General Properties of Polyurethane Foam:

  Low Density: Compared to many other materials, especially metals.

  Thermal and Sound Insulation: Both flexible (open-cell) and rigid (closed-cell) foams offer significant insulation properties.

  Mechanical Properties: Can vary greatly depending on the formulation, including compressive strength, tensile strength, tear resistance, and elasticity.

  Durability: Generally a resilient material that does not deteriorate significantly over time.

  Versatility: Can be formulated into a wide range of hardnesses and flexibilities, and used in various forms (foams, elastomers, coatings, adhesives, sealants).

  Chemical Resistance: Can be formulated to be resistant to various chemicals, oils, and solvents.

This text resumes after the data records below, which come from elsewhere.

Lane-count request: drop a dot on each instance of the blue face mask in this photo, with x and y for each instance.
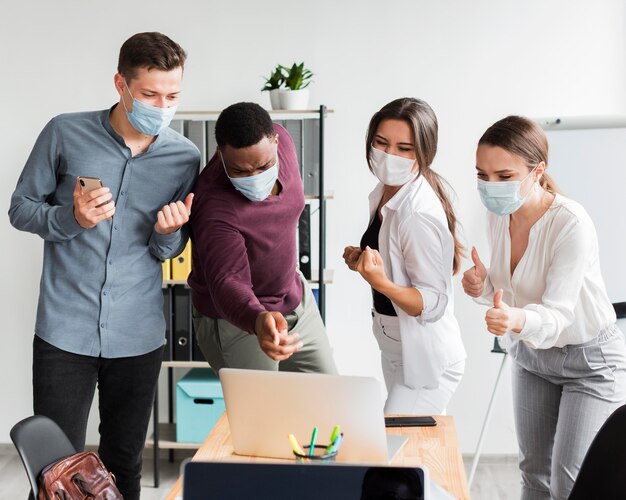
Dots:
(502, 198)
(147, 119)
(255, 187)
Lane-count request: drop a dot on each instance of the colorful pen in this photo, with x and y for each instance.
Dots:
(313, 438)
(336, 444)
(295, 445)
(333, 436)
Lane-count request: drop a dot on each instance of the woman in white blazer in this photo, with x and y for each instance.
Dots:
(408, 254)
(547, 297)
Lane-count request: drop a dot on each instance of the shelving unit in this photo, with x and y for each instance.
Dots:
(307, 130)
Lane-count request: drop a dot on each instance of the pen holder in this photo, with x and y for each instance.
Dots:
(319, 454)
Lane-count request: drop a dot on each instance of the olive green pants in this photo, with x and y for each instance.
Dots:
(225, 345)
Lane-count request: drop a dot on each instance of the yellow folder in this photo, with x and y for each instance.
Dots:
(167, 270)
(181, 265)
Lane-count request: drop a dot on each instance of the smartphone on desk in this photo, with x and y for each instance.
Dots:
(88, 184)
(410, 421)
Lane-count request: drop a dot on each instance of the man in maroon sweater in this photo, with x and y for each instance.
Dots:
(252, 307)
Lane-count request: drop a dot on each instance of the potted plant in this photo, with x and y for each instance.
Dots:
(296, 93)
(273, 84)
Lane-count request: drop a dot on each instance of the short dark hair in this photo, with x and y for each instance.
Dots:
(150, 50)
(243, 124)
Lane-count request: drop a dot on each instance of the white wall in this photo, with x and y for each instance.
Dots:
(474, 62)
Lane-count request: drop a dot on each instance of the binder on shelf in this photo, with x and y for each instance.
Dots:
(167, 313)
(182, 324)
(197, 354)
(304, 242)
(167, 269)
(181, 265)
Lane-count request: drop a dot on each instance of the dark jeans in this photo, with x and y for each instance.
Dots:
(63, 389)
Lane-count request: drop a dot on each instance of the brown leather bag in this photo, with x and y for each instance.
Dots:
(77, 477)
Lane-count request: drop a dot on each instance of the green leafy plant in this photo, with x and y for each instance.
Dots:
(276, 79)
(298, 77)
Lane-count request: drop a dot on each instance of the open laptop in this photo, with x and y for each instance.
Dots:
(264, 407)
(286, 481)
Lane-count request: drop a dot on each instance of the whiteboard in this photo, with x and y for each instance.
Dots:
(589, 166)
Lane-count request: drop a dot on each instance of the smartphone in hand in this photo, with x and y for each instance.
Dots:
(410, 421)
(88, 184)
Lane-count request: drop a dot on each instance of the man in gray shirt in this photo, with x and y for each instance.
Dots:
(100, 317)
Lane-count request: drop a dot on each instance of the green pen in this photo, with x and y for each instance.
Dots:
(313, 438)
(333, 436)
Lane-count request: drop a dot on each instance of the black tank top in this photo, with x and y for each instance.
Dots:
(382, 304)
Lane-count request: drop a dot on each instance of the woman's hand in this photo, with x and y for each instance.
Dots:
(501, 317)
(474, 278)
(370, 266)
(351, 256)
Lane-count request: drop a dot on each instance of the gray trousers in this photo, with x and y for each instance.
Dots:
(225, 345)
(562, 396)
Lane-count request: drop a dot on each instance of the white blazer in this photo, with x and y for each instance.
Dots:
(417, 249)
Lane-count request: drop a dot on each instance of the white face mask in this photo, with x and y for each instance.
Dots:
(255, 187)
(391, 170)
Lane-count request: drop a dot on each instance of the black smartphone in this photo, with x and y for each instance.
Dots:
(410, 421)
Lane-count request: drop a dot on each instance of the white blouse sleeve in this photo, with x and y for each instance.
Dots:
(426, 257)
(571, 254)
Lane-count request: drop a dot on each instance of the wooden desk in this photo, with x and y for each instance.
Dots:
(435, 447)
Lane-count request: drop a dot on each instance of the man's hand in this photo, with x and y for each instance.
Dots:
(351, 256)
(474, 278)
(92, 207)
(173, 216)
(370, 266)
(501, 317)
(275, 341)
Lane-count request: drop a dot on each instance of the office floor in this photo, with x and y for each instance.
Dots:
(496, 478)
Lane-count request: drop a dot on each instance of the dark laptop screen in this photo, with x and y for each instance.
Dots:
(282, 481)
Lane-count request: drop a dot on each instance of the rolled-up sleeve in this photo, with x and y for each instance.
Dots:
(30, 208)
(427, 263)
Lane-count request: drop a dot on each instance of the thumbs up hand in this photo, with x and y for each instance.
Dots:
(500, 318)
(370, 265)
(474, 278)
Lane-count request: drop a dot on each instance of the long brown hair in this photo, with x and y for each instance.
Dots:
(423, 122)
(524, 138)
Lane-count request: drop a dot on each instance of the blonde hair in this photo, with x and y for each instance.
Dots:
(524, 138)
(423, 122)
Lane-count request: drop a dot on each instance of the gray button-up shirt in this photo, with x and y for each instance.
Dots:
(100, 291)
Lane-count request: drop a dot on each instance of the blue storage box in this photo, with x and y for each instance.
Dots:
(199, 404)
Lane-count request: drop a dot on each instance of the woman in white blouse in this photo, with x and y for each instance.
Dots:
(408, 254)
(547, 295)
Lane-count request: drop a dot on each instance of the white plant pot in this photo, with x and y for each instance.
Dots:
(275, 98)
(294, 99)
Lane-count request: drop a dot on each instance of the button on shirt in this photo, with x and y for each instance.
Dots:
(100, 292)
(557, 281)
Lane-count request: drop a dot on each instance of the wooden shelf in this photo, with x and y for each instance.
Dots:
(167, 439)
(185, 364)
(167, 283)
(276, 114)
(329, 275)
(330, 195)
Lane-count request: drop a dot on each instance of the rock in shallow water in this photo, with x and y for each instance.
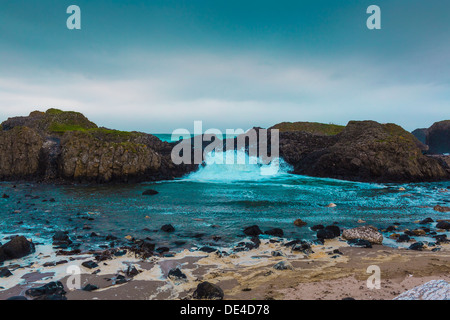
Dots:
(50, 291)
(368, 233)
(433, 290)
(276, 232)
(206, 290)
(150, 192)
(17, 248)
(168, 228)
(252, 231)
(443, 225)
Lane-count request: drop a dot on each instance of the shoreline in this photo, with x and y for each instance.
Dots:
(323, 274)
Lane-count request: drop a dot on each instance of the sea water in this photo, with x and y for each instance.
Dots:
(216, 201)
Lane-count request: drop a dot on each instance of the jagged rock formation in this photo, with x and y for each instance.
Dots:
(66, 145)
(363, 151)
(310, 127)
(436, 137)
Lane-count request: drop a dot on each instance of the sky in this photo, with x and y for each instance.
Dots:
(159, 65)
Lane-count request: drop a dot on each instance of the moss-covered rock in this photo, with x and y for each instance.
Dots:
(65, 145)
(363, 151)
(310, 127)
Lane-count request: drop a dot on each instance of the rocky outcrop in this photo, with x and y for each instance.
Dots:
(17, 248)
(363, 151)
(66, 145)
(367, 233)
(436, 137)
(19, 153)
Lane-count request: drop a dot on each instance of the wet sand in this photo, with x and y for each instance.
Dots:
(244, 275)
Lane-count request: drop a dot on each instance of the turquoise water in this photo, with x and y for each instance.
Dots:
(218, 200)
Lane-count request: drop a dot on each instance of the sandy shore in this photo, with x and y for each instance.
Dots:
(246, 275)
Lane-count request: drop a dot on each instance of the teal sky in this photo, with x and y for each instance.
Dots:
(155, 66)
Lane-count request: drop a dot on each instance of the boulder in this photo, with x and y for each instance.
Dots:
(363, 151)
(252, 231)
(50, 291)
(361, 243)
(283, 265)
(168, 228)
(176, 274)
(208, 291)
(17, 248)
(276, 232)
(418, 246)
(300, 223)
(368, 233)
(438, 137)
(443, 225)
(150, 192)
(441, 208)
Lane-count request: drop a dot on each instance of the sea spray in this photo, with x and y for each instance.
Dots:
(218, 167)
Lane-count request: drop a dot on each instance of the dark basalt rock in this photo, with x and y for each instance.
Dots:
(132, 271)
(418, 246)
(61, 239)
(363, 151)
(426, 220)
(176, 274)
(168, 228)
(443, 225)
(329, 232)
(303, 246)
(46, 146)
(359, 243)
(438, 137)
(17, 248)
(207, 249)
(5, 273)
(150, 192)
(50, 291)
(209, 291)
(403, 238)
(90, 287)
(252, 231)
(276, 232)
(17, 298)
(90, 264)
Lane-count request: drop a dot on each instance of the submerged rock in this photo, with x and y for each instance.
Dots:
(150, 192)
(176, 274)
(5, 273)
(433, 290)
(329, 232)
(368, 233)
(362, 151)
(90, 287)
(283, 265)
(418, 246)
(252, 231)
(17, 248)
(299, 223)
(441, 208)
(50, 291)
(361, 243)
(168, 228)
(276, 232)
(443, 225)
(209, 291)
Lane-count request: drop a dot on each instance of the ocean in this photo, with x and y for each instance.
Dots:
(217, 201)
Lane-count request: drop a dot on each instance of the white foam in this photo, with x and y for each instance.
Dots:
(242, 168)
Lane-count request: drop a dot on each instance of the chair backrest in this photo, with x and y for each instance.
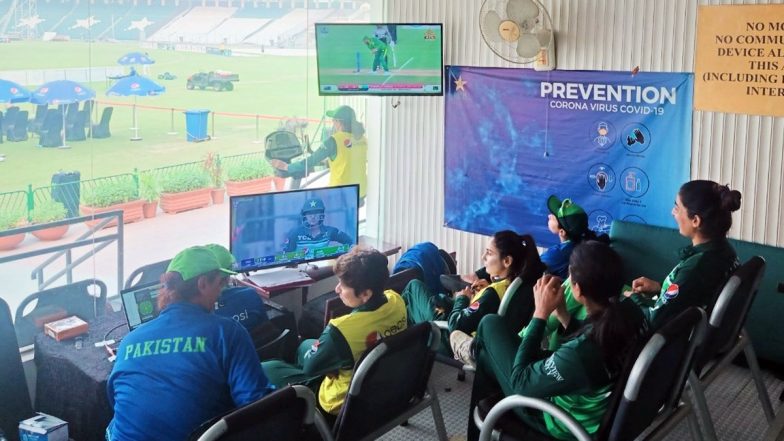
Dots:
(334, 308)
(71, 111)
(730, 310)
(15, 405)
(389, 378)
(398, 281)
(85, 299)
(149, 273)
(21, 119)
(449, 260)
(271, 343)
(53, 120)
(658, 375)
(10, 114)
(286, 414)
(106, 116)
(40, 112)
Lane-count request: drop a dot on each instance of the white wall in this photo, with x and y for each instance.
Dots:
(657, 35)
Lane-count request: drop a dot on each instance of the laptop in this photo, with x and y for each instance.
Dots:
(140, 304)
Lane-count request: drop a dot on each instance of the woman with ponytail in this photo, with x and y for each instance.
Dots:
(507, 256)
(579, 375)
(187, 365)
(703, 212)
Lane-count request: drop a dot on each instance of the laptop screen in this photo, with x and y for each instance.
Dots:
(140, 304)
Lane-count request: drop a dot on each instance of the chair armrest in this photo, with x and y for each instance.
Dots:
(515, 401)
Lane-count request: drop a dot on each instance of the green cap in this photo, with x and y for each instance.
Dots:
(195, 261)
(571, 217)
(342, 113)
(224, 256)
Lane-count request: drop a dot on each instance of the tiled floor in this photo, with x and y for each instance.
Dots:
(735, 409)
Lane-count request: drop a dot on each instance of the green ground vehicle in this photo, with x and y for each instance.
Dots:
(217, 80)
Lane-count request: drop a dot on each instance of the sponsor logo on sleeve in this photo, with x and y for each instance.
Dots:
(671, 292)
(551, 369)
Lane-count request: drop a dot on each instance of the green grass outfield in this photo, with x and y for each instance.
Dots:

  Water Resistance: Closed-cell rigid foams are particularly good at resisting water absorption.

Fire safety is a critical consideration for polyurethane foam, especially in building and automotive applications. Polyurethane is an organic material and is combustible. However, foams are formulated with fire retardants to meet specific fire safety standards and building codes.

Flammability: Unmodified polyurethane foam will burn when exposed to a sufficient heat source.

Fire Retardants: Additives are incorporated during manufacturing to improve the foam’s resistance to ignition and reduce the rate of flame spread.

Building Codes: Building codes specify the required fire performance for insulation and other foam applications, often mandating the use of fire barriers (like drywall) in conjunction with foam plastics to achieve the necessary fire rating.

Important Note: Fire-retardant foams are more resistant to ignition and burning than unmodified foams, but they are not fireproof. Proper system design and installation, including the use of prescribed fire barriers, are essential for fire safety.

Polyurethane foam’s remarkable versatility is a direct result of its ability to be engineered into different forms with a wide range of properties. Classifying PU foam by its fundamental structure (open vs. closed cell), flexibility (flexible vs. rigid), manufacturing method, and key properties like density and fire resistance provides a clear framework for understanding this complex material. By grasping these classifications, professionals and consumers alike can navigate the vast landscape of polyurethane foams and select the ideal type for their specific project or product.